Sauf dans les classes élevées et chez les Hova, les tribus malgaches ignorent entièrement la prévoyance et l’épargne. N’ayant que fort peu de besoins, ils ne travaillent que pour se procurer ce qui est indispensable à leur existence, qui ne leur revient pas à plus de 0 fr. 60 par jour ; aussi, dès qu’ils ont quelques francs devant eux, ils cherchent une compagne, qu’ils trouvent toujours assez aisément, et se livrent à un doux farniente jusqu’à ce qu’il n’y ait plus rien dans la tirelire et qu’il leur soit indispensable de travailler, pour la remplir à nouveau. Or, l’impôt de capitation est de 20 francs par tête, à la côte Est et dans le Betsiléo. Il arrive couramment que les indigènes aient eu maintes fois devant eux l’argent nécessaire au paiement de l’impôt, mais ils l’ont toujours dépensé à mesure, et ils sont absolument bouleversés quand le contrôleur vient procéder au recouvrement.
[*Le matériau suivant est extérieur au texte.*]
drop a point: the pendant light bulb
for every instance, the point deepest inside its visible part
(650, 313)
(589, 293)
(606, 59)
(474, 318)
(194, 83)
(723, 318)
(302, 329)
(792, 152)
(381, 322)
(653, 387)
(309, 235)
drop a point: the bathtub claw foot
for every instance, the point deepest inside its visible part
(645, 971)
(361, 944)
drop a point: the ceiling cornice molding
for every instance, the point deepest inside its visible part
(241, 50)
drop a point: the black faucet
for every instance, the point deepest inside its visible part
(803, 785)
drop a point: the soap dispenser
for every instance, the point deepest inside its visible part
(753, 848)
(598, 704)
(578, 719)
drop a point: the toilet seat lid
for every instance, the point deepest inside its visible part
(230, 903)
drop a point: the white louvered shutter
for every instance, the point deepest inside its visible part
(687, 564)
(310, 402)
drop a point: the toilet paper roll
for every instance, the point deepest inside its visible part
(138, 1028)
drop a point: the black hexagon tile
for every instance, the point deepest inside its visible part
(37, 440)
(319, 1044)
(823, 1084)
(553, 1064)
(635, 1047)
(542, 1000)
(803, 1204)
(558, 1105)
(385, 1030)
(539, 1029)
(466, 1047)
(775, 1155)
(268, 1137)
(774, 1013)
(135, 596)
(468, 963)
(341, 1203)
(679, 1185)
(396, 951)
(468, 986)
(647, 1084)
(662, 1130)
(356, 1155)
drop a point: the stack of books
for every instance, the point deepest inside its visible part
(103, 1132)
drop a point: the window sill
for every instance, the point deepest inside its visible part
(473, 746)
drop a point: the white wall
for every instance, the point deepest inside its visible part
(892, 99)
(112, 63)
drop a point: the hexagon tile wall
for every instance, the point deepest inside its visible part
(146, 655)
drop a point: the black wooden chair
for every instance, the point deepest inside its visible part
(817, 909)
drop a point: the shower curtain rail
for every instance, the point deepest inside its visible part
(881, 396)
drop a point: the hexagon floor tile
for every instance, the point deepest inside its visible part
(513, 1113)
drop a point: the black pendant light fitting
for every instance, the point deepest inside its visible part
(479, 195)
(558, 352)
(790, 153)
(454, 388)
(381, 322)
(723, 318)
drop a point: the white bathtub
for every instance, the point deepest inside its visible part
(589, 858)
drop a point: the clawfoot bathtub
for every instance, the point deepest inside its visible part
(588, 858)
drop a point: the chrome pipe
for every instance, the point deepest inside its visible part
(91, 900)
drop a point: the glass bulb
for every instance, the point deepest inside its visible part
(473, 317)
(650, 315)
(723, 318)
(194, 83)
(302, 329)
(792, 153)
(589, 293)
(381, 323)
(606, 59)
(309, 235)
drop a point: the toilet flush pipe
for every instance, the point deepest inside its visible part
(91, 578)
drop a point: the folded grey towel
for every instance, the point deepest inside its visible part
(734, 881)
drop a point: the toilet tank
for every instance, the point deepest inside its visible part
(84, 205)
Pour se libérer, ils vendent hâtivement ou à perte des récoltes, du bétail, ou recourent à des usuriers, qui sont généralement des Hova, et qui leur prêtent à des taux monstrueux allant jusqu’à 100 et 150 pour 100. Le Hova joue à Madagascar le rôle que le Juif jouait et joue encore en Algérie.

L’impôt de capitation est abaissé dans les tribus nouvellement pacifiées ; il est indépendant de l’impôt sur les rizières, sur les maisons, sur les bœufs ; de celui des léproseries, du droit de patente et du droit de sortie sur le bétail. Or, il est certain que ces charges fiscales réunies sont lourdes et qu’il importe de mettre

  1. Publications du Comité de Madagascar, Madagascar au point de vue économique. Conférence faite à la Société de Géographie de Marseille le 9 février 1900, par M. A. Jully, architecte des bâtimens civils à Madagascar.